Yes, unfortunately, you read that right. And they are in my refrigerator on purpose, not because we have some kind of icky mealworm infestation (if that’s what mealworms do–I know not). No, see, this is what happens when you have boys in your house. Let me explain.
Growing up, there was me and my two sisters. We liked kittens, and flowers, and music. My mom, bless her heart, was (and still is to this day) TERRIFIED of bugs of any kind, but in particular, spiders. Now, this could have to do with the day that a tarantula crawled up her hand as she was weeding in the ivy along the border of our lawn in San Bernadino–but I digress.

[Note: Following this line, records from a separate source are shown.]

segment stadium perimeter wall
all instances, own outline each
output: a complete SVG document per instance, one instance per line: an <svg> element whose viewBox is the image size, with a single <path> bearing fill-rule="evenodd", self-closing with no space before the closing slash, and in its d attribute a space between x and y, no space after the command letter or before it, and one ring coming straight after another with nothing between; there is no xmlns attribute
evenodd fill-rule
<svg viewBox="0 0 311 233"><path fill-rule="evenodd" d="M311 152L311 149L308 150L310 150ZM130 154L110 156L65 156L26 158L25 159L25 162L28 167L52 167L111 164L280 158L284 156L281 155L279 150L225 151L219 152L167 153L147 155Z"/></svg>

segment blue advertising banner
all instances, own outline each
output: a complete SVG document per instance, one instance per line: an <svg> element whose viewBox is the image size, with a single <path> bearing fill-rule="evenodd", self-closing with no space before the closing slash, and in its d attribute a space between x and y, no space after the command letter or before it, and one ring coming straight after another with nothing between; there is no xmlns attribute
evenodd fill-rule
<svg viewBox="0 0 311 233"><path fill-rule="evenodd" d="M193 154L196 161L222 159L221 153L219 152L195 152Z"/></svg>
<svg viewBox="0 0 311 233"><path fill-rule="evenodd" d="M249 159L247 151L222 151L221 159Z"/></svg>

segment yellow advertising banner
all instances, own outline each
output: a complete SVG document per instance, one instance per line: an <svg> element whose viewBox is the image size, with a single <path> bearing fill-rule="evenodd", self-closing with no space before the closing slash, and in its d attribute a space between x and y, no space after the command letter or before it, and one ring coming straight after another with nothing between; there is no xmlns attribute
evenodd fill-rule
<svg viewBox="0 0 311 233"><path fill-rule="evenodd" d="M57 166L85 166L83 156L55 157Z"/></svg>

Worms. Growing up, my best friend had a creepy brother that would occasionally show off for me by doing gross things, like cutting a worm in half so we could watch both halves continue to wiggle–stuff like that. But I did not grow up with critters, slithering pets, or any type of weird animal that required anything as food besides, you know, food.
And yet…now I have a four-year-old boy who does BECAUSE I have a fifty-five year old husband who thinks collecting the lizards that hang out at our new place is cool. God love him. I mean it IS cool that he’s teaching our son all about nature, and critters, and all that gobbledygook–and considering that he was a bug and dirt major in college, he really gets into all this. I’m happy for Lukas that he has at least one parent that’s in touch with the gritty side of life–who gardens and uses grow room carbon filters, gets their hands dirty, knows the names of plants and flowers, can identify the difference between a gecko and a lizard (???)–all important. Right?
However, I’ll stay over on the other side, where I can identify a lengthening mascara from a volumizing one, a blusher from a bronzer, and a lip gloss from a lipstick (der). All useful information for my ten-year-old daughter, for sure; yet clearly out of the realm of knowledge for my husband–putting my college degree to work (Communications Studies)? You betcha.